Steroid effects on the secretory modalities of gonadotropin-releasing hormone release.

Abstract

GnRH neurons isolated immunochemically from the brain of adult male rats were used to determine whether testosterone (T), dihydrotestosterone (DHT), estradiol-17 beta (E(2)17 beta), 20H-estrone (OHE1), or progesterone (P4) have a direct effect on the spontaneous neurosecretion and/or cellular content of GnRH. Neurons harvested from individual rats were treated with a single steroid pulse; samples were collected before treatment, during the steroid pulse, and at 24 h post treatment. Androgen treatments of 100 pg/ml or 1 ng/ml media elicited an increase in GnRH pulse frequency 1-6 min after steroid exposure without affecting the amplitude of release; these modalities persisted at 2 h.
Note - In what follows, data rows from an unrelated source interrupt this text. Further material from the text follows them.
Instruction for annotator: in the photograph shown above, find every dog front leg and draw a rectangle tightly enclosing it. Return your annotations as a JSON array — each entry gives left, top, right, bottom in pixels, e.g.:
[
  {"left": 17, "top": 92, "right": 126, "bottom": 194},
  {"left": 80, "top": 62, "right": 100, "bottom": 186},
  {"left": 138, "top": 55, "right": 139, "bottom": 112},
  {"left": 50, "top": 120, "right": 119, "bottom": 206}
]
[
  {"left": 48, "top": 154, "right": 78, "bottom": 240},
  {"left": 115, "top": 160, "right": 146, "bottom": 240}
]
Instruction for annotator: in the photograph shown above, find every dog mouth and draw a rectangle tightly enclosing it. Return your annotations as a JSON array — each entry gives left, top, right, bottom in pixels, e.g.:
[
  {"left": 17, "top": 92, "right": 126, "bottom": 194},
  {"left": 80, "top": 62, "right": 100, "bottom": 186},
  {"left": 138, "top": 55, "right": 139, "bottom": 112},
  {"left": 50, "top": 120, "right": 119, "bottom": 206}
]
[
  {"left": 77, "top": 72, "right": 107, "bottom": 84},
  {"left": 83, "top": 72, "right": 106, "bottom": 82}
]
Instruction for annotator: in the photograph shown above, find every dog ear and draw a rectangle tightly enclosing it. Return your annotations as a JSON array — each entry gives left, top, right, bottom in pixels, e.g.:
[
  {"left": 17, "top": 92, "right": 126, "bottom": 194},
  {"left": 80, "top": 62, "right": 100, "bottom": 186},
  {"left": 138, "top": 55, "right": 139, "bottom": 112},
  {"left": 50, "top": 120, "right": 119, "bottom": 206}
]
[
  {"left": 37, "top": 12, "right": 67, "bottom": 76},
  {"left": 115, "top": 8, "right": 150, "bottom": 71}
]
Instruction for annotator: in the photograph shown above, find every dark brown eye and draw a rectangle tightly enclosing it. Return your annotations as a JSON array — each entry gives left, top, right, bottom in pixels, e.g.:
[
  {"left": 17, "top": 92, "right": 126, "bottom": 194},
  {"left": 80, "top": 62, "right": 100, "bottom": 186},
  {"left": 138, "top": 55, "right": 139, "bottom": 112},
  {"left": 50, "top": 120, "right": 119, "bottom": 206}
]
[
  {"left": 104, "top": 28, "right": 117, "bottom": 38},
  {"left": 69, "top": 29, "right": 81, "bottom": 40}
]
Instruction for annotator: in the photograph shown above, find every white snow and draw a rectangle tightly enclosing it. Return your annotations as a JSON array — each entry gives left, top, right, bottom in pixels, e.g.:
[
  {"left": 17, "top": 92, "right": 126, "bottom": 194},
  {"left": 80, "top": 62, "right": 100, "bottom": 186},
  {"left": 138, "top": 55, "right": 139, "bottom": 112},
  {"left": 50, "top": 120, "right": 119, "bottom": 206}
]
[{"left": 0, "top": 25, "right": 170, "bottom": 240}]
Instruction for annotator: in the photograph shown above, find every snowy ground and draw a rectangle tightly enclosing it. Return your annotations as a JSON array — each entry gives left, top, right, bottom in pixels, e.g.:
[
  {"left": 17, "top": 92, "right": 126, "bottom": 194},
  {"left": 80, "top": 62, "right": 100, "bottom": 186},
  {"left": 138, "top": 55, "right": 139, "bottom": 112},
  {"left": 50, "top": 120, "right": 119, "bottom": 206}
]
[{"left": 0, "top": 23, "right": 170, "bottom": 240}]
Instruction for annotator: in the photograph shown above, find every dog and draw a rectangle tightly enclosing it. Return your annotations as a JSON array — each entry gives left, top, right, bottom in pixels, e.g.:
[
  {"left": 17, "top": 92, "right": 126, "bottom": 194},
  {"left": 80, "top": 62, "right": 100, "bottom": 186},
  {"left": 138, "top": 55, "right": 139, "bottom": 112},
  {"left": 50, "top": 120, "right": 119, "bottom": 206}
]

The frequency of GnRH pulses was increased 24 h after the neurons received the brief 100 pg/ml or 1 ng/ml T or 1 ng/ml DHT treatments. Neurons exposed to androgen treatments also appeared to express large amplitude GnRH pulses infrequently at this time whereas there was no androgen affect on the cellular GnRH concentration. In contrast, E(2)17 beta, OHE1, and P4 treatments had no affect on the mean media GnRH concentration, baseline GnRH concentration, or on the frequency and amplitude of GnRH pulses at any time point. However, the 1 ng/ml P4 and the 1 ng/ml OHE1 treatments both reduced cellular GnRH content at 48 h post treatment. These results suggest that T and DHT may specifically interact with GnRH neurons to elicit immediate and/or long-term changes in the modalities of neuropeptide release and that under physiological conditions GnRH neurons of adult male rats are not directly influenced by E(2)17 beta, the catecholestrogen OHE1, or P4.